Её восхитили тёмные волосы мужчины. Высокий выпуклый лоб был наполовину пересечён тяжёлой чёлкой. Плотные выстриженные бакенбарды плавно огибали уши. Дальше длина волос тщательно прикрывала очертания широкой черепной коробки, глубоко наседающей на шею, что, впрочем, не бросалось в глаза и не шокировало. Волосы были острижены и уложены столь безукоризненно, что могли сойти за парик. Но и это решительно никак не придавало сидящему напротив существу вид инопланетянина. Решительно, внешний вид Лойза ничем не отличался от человеческого: высокий лоб, средней развитости скулы, обычные нос и рот, чётко очерченный, едва заострённый в подбородке овал лица, по пять пальцев на руках и ногах и, судя по конфигурациям складок шорт, наличие мужского органа воспроизводства тоже, как минимум, средних размеров. Задержавшись взглядом несколько дольше именно на этой части тела мужчины, Жаклин перехватила в глазах собеседника укор и лёгкую насмешку. Вспыхнув, женщина наскоро отпила вина.

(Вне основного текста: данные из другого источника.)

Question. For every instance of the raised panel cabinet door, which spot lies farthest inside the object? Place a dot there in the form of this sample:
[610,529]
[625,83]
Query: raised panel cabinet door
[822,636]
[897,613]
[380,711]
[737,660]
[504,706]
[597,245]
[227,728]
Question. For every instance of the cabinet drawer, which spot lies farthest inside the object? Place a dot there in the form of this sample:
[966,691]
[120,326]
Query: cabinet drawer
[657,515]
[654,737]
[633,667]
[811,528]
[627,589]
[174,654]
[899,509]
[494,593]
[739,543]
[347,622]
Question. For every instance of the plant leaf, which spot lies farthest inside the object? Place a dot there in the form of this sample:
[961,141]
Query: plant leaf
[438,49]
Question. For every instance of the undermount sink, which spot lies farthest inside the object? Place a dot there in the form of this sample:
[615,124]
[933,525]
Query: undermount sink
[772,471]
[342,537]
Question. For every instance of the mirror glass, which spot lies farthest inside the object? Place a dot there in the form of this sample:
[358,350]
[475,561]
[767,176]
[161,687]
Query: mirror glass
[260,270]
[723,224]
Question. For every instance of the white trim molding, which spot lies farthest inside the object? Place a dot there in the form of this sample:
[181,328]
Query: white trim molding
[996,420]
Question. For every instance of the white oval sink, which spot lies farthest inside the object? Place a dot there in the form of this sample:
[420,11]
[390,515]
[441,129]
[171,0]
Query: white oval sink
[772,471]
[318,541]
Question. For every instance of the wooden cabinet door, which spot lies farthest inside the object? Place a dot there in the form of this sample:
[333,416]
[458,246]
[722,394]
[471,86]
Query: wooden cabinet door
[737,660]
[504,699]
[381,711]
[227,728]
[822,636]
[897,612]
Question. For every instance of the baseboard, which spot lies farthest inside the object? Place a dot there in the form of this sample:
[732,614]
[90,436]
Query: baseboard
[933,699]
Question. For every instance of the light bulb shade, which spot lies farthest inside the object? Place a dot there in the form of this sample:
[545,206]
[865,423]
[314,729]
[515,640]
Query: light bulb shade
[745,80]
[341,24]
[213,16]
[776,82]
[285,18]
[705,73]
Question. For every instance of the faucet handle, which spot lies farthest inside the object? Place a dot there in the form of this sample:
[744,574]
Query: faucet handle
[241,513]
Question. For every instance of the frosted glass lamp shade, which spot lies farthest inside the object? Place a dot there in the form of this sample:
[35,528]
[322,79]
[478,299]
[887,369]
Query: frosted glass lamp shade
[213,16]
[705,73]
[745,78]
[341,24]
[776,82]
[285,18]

«Но ведь я делаю это только ради научного убеждения, – оправдала она себя, прежде чем вновь решиться посмотреть в глаза напротив. После всего, что мужчина рассказал, такой осмотр со стороны женщины был оправдан. Скорее всего мистер Лойз подумал также, потому, что как только учёная снова посмотрела на него, он продолжил рассказ с прежним невозмутимым видом.

Их цивилизация была сходной человеческой, но старше на полтора миллиона лет. И, также, как люди сегодня, саифны уже имели в своей практике несчастье, подобное тому, что коснулось сегодня землян. Если бы, по уверениям Лойза, к моменту поражения Луазы вирусом, у его предков не было средств для эвакуации, все представители Луазы погибли бы. А так им удалось спастись в небольшом количестве. Перелетев на космическом корабле в другую Галактику, предки Лойза продолжали работать и через время нашли спасение от страшного вируса.

Сказав это, говорящий остановился, словно ожидая ответа.

– То есть, вы хотите уверить меня, что вы – никто иной, как пришелец из другой Галактики?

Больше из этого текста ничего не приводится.